Bankkonto ohne Inhaber*in: Milliarden für soziale Investitionen?

Wie der MDR berichtet, sieht der Koalitionsvertrag von Union und SPD vor, das Kapital aus den betroffenen Bankkonten künftig in einen staatlichen Fonds zu überführen. Mit diesem Geld sollen dann soziale Projekte unterstützt werden. Doch noch ist unklar, wie das in der Praxis funktionieren soll. Eine der größten Hürden: Es existiert keine gesetzliche Definition, ab wann ein Konto als „unbeweglich“ gilt. Dies kann fünf Jahre ohne Aktivität bedeuten oder auch erst zehn oder zwanzig.

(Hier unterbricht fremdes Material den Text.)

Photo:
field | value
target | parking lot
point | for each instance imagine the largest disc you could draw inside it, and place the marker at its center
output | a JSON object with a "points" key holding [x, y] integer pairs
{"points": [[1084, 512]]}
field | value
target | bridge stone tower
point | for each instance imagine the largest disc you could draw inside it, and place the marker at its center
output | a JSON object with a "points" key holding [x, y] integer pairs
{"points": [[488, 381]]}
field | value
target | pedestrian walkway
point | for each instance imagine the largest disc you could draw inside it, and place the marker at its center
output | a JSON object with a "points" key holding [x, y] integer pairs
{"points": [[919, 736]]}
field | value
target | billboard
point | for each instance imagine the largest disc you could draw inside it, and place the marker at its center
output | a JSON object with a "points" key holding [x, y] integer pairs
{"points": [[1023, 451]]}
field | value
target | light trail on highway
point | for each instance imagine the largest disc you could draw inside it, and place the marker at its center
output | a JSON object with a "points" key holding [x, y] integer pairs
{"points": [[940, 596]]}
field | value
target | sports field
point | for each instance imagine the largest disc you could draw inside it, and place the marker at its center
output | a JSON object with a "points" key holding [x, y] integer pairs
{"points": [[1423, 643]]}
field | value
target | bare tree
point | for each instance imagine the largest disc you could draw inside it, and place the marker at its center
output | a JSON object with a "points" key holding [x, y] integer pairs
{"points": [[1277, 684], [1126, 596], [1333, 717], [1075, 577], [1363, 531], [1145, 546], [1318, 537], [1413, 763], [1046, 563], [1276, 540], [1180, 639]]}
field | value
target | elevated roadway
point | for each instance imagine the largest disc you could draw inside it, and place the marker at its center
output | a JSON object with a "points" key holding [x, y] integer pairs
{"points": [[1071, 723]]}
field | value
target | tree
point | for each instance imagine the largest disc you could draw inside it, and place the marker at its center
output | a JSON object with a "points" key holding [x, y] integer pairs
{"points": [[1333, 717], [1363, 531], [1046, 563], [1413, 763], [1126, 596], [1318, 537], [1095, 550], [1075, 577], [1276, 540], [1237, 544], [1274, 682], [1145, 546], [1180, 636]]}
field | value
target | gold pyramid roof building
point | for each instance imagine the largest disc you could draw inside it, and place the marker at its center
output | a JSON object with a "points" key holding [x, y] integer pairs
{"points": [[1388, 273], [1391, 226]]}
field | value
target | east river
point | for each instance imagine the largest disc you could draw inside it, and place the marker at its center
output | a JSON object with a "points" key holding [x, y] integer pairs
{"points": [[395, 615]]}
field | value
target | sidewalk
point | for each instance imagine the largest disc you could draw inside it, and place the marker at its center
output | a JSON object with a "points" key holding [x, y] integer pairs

Laut Thorsten Höche, Chefjustiziar des Deutschen Bankenverbands, fehlt es an klaren rechtlichen Vorgaben. Derzeit gibt es beispielsweise nur Schätzungen über das tatsächliche Ausmaß: Die Bandbreite reicht von zwei bis neun Milliarden Euro. Zudem sei der Zugriff auf solche Konten ein Eingriff in Eigentumsrechte, so Höche. Schließlich könnten auch noch lebende Kontoinhaber*innen betroffen sein, deren Vermögen dann fälschlich als herrenlos behandelt würde.

Auch andere Fachleute sehen das Vorhaben kritisch: „Ich bin berufsmäßig Nachlasspfleger und ermittle regelmäßig die gesetzlichen Erben sogenannter ’nachrichtenlosen Konten‘. Das Erbrecht ist in Art. 14. Abs. 1 Grundgesetz garantiert, so dass ein unmittelbarer Zugriff des Staates ohne Ermittlung der Erben verfassungswidrig sein dürfte“, heißt es dazu beispielsweise in den Kommentaren unter dem MDR-Beitrag.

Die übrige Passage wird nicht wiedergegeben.